The Effects of 8-Azaguanine on Cardiac Development in the Chick Embryo

Abstract

The etiology of congenital heart lesions is varied and multifactorial hypothesis has gained wide acceptance. Regardless of the etiologic agent, the offending factor must act through a common pathway by either changing the growth rate, the resorptive process or the molding mechanical effect of the circulating blood. In search of a model for producing congenital heart disease in a reproducible fashion we used 8-azaguanine (a purine analogue) to study the effects of growth inhibition on developing chick embryo hearts. One half ml of 8-azaguanine (25mg% solution) was injected into the yolk sac of fertile white Leghorn eggs at 23rd stage.

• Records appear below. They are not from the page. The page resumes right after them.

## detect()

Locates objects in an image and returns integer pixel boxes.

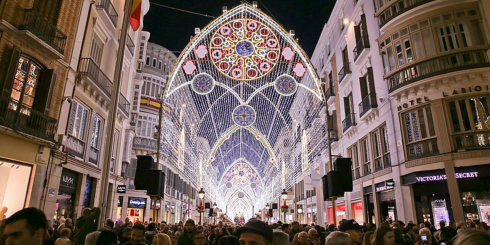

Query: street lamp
[281,189,288,223]
[198,188,205,224]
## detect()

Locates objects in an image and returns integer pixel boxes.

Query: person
[177,219,196,245]
[325,231,352,245]
[236,220,274,245]
[218,235,240,245]
[73,207,100,245]
[362,231,374,245]
[372,225,395,245]
[123,223,146,245]
[4,208,49,245]
[453,229,490,245]
[192,230,206,245]
[339,219,362,244]
[272,231,291,245]
[151,233,172,245]
[97,230,118,245]
[54,228,72,245]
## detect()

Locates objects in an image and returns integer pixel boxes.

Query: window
[8,56,42,116]
[448,95,490,149]
[401,106,439,160]
[68,100,89,141]
[90,34,104,66]
[361,137,372,176]
[371,125,391,172]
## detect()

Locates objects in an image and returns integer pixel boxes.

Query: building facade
[312,0,490,225]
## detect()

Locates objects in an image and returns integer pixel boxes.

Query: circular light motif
[209,18,281,81]
[232,105,257,127]
[274,74,298,96]
[191,73,215,95]
[235,40,255,56]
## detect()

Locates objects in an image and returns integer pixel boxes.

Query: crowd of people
[0,208,490,245]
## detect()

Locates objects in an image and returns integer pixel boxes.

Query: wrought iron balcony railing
[378,0,434,28]
[359,93,378,117]
[78,58,112,98]
[342,113,357,132]
[339,63,352,84]
[405,138,439,161]
[19,9,67,54]
[0,90,57,142]
[95,0,119,27]
[386,50,490,93]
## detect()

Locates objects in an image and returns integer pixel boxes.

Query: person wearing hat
[339,219,363,244]
[236,220,273,245]
[177,219,196,245]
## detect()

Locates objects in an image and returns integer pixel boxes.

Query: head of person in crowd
[453,229,490,245]
[184,219,196,235]
[362,231,374,245]
[372,225,395,245]
[281,223,291,234]
[85,231,101,245]
[325,231,352,245]
[339,219,362,244]
[218,235,240,245]
[298,231,310,245]
[4,208,49,245]
[131,223,145,245]
[151,233,172,245]
[97,230,118,245]
[272,231,290,245]
[236,220,273,245]
[192,230,206,245]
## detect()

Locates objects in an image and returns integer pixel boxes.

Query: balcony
[342,113,357,133]
[339,63,352,84]
[19,9,67,55]
[453,131,490,150]
[352,36,369,62]
[0,90,57,142]
[66,135,85,159]
[359,93,378,117]
[78,58,112,98]
[117,94,131,117]
[377,0,434,28]
[95,0,118,27]
[386,50,490,93]
[406,138,439,161]
[126,35,135,56]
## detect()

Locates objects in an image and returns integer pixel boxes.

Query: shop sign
[60,168,78,193]
[117,185,126,193]
[397,96,430,111]
[442,85,490,97]
[415,172,478,182]
[128,197,146,208]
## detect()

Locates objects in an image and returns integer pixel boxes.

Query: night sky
[143,0,335,57]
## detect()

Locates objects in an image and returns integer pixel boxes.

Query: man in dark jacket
[73,207,100,245]
[177,219,196,245]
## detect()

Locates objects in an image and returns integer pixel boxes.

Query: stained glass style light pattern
[163,3,328,214]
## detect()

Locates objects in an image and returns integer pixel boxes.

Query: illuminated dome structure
[164,3,327,218]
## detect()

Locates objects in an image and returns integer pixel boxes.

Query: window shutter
[0,47,20,96]
[32,69,56,114]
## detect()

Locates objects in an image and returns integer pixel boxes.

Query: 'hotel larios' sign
[415,172,478,182]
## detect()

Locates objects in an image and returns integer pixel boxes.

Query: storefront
[364,185,376,224]
[402,165,490,228]
[127,197,146,224]
[0,159,32,218]
[55,168,79,220]
[375,180,398,221]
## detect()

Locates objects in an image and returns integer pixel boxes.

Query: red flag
[129,0,142,31]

Eggs injected with 1/2ml of normal saline served as control. Eight-azaguanine-treated eggs delivered less normal embryos (29/188) than the saline-injected eggs (119/158, p<0.001) and more dead embryos (106/188 vs 0/158 respectively, p<0.001). Serial sections of the hearts extracted at 35th stage in the 8-azaguanine-treated (64 specimens) and control group (96 specimens) revealed no congenital heart defect in the latter group, whereas the development of the hearts were halted either in the tubular stage (12/64, p<0.01) or in the primitive stages of development (28/64, p<0.001). The thickness of the ventricular myocardium was also greatly reduced.It is concluded that: 1) Certain types of congenital heart defects such as endocardial cushion defect, and common ventricle could be reproducibly produced by growth inhibiting agent 8-azaguanine in the chick embryo. 2) Experimental models for production of congenital heart defects through acceleration of the growth or changing the rate of tissue resorption must be sought.